Tens of thousands participate in Twelfth of July celebrations
Orange Order grand master says parades an ‘unrivalled show of community solidarity’
Orange Order marchers are reflected in a puddle during parade in Belfast on Monday marking the Twelfth of July celebrations which commemorate the victory of Protestant King William of Orange over Catholic King James II at the Battle of the Boyne in 1690. Photograph: Paul Faith/AFP/Getty Images.
Protestant members of the Orange Order take part in a July Twelfth parade in Belfast. Photograph: Paul Faith/AFP/Getty Images.
Mr Stevenson spoke at the flagship Twelfth parade in Bessbrook in south Armagh on Monday on a day when thousands of Orangemen and women marched behind hundreds of bands. They were watched by tens of thousands of spectators at 19 parade locations across Northern Ireland.
In Belfast an estimated 10,000 members of the Orange Order paraded behind 70 bands to the demonstration field at Barnett Demesne in south Belfast. The parades celebrate the 325th anniversary of King William defeating King James at the Battle of the Boyne in 1690.
In all the Orange Order staged 18 parades in towns such as Kesh in Co Fermanagh, Coleraine in Co Derry, Hollywood in Co Down, Ballymena in Co Antrim and Benburb in Co Tyrone. The Independent Orange Order also held a parade in Ballymoney, Co Antrim.
While there were three security flashpoints in Belfast - in the east of the city, close to the centre and in the north - the vast majority of parades took place without serious incident.
As Orange Order members paraded the same three resolutions were read out by senior figures committing themselves to the Protestant faith, the British monarchy and the union of Northern Ireland and Britain.
There were also numerous calls for the disbandment of the Parades Commission which decides on contentious parades.

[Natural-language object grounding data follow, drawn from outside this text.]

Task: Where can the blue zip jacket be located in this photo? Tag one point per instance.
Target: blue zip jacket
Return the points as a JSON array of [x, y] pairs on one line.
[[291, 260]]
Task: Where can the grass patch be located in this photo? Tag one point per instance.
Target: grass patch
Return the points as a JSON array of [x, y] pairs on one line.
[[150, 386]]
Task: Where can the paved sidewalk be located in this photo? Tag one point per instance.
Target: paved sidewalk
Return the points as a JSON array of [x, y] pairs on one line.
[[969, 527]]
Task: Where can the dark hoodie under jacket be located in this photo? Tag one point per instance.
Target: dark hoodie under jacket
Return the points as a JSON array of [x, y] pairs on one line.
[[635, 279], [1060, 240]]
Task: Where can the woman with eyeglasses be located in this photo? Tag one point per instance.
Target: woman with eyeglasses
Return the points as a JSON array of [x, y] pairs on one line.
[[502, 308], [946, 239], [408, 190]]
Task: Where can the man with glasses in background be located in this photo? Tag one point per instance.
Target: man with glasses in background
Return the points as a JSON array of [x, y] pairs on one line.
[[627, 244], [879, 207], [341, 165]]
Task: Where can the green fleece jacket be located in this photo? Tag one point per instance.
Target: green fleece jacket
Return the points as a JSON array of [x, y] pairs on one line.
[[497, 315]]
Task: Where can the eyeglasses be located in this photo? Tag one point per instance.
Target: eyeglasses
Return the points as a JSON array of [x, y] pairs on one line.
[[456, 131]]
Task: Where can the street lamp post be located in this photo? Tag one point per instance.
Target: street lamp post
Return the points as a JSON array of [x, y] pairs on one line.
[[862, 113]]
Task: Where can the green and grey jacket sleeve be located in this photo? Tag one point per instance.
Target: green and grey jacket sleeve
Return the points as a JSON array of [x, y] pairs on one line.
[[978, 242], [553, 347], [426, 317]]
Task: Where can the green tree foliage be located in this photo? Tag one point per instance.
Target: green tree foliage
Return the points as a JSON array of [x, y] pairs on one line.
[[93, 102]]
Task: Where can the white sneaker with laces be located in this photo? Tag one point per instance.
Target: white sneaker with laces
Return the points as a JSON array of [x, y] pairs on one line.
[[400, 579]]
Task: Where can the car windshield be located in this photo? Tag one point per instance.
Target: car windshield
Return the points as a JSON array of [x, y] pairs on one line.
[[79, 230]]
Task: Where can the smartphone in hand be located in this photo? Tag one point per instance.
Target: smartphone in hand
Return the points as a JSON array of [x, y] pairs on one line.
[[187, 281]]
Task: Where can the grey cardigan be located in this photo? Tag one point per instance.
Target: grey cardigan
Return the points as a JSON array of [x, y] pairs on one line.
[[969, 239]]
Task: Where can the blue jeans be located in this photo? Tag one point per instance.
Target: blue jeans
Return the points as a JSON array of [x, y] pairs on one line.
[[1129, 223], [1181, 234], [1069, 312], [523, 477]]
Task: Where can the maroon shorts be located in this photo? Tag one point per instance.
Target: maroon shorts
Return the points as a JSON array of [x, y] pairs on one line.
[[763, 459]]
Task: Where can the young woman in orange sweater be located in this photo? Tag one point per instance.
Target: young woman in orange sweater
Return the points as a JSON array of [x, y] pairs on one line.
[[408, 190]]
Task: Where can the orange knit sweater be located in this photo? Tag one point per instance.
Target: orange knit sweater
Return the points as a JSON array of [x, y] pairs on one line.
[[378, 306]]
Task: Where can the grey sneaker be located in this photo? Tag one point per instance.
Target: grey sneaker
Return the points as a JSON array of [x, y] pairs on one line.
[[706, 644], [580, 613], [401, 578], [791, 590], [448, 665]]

At Bessbrook the grand master Mr Stevenson said there was a “certain irony” that a large-scale Orange parade could take place peacefully in the “heart of south Armagh” while in places such as Drumcree near Portadown and in Belfast Orangemen were restricted from parading.
“Unfortunately, republican agitation and sectarianism against our cultural heritage is unrelenting,” he said.
Mr Stevenson referred to the recent opening of two new Orange museums at Loughgall, Co Antrim and in Belfast.
“Orangeism has a place right in the history of the British Isles and elsewhere; and we are delighted that we are now able to tell the story of our tradition in two modern interpretive centres and museums,” he said.
Mr Stevenson said the Twelfth was “now widely recognised as one of the largest festivals in Europe…an unrivalled show of community solidarity, as well as a fantastic spectacle of colour, fellowship and music”.
Drew Nelson, the grand secretary of the order, said there were many who would like to see the institution “confined to the dustbin of history”.
He said the order was built on two founding principles, the Protestant faith and commitment to British heritage.
“We don’t seek to intimidate or threaten or annoy those who do not participate in our celebrations. But it is important to us that we are allowed to freely exhibit the emblems, images and symbols of our organisation and what it stands for,” Mr Nelson said at the Laurencetown demonstration in Co Down.
“I am absolutely confident that our role in society will increase in the foreseeable future. We will not be confined to the dustbin of history,” he added.
Threat to liberty
In Bushmills, Co Antrim the former deputy grand master of the order, the Rev Alistair Smyth said that King William “fought for civil and religious liberty”.
Such principles were under threat, he added. “Even in our own province and across the United Kingdom we see this growing intolerance strutting under the banner of equal rights,” said Mr Smyth.
“Consider the legal action taken against businesses, like the much-publicised Ashers Bakery, or Christian owners of bed and breakfast establishments who decline to allow gay people to book rooms in their premises,” he added.
Ian Wilson, the former Scottish grand master told Orangemen in Ballymena, Co Antrim, that unionists should celebrate Scotland voting to remain within the UK. He described the Scottish National Party’s appeal to voters as “hogwash wrapped up in a saltire”.
“They offered no credible programme, demanded fiscal powers that would be suicidal if granted and had a record in government at Holyrood that was totally abysmal. It’s shaming that a million and half Scots fell for it,” added Mr Wilson.
“Unionists should not dwell on the SNP’s election windfall, but concentrate instead on the trouncing they received in last September’s referendum on Scottish independence. It was a victory that the Scottish Orange Order contributed to hugely,” he said.